I clipped in and peered over the edge as she prepared to drop the other end of the rope. To get down without dragging my lifeline over a jagged protrusion from the tower, I’d have to lunge from my ledge, swinging the length of rather a tall person out over what seemed an abyss.
It looked awful, but I didn’t have the luxury of vacillation. I weighted the rope, hollered that I was on rappel, and, on Mel’s signal, hurdled into space.

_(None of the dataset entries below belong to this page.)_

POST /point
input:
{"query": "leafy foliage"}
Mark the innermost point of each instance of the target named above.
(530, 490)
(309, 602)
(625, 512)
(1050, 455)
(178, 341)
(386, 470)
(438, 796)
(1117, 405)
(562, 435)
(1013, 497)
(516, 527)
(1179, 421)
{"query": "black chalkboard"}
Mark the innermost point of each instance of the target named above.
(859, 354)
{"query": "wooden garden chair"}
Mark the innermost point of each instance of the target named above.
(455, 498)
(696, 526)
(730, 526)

Dangling in midair and using only one another’s weight to counterbalance our own, we fairly floated to the ground, just as lightning struck all too close to the Needle.
As if on cue, the heavens opened at the very moment our feet touched the earth, and we rushed to shed the metal from our bodies before fleeing to lower ground.
By the time we reached the shore, I couldn’t have been wetter if I’d dived right into the lake, clothes and all.
I look over at Mel. She looks less haggard than I feel, but her deliberate sips of Coors and thousand-mile stare give her away. We were scared for a minute there.
Someone makes a comment about the Memorial Day crowd, and we all chime in, grateful for the distraction. Slowly, surely, the mood settles to neutral, and soon we’re all laughing and discussing reverently the guilty pleasures we’ll consume on the way home.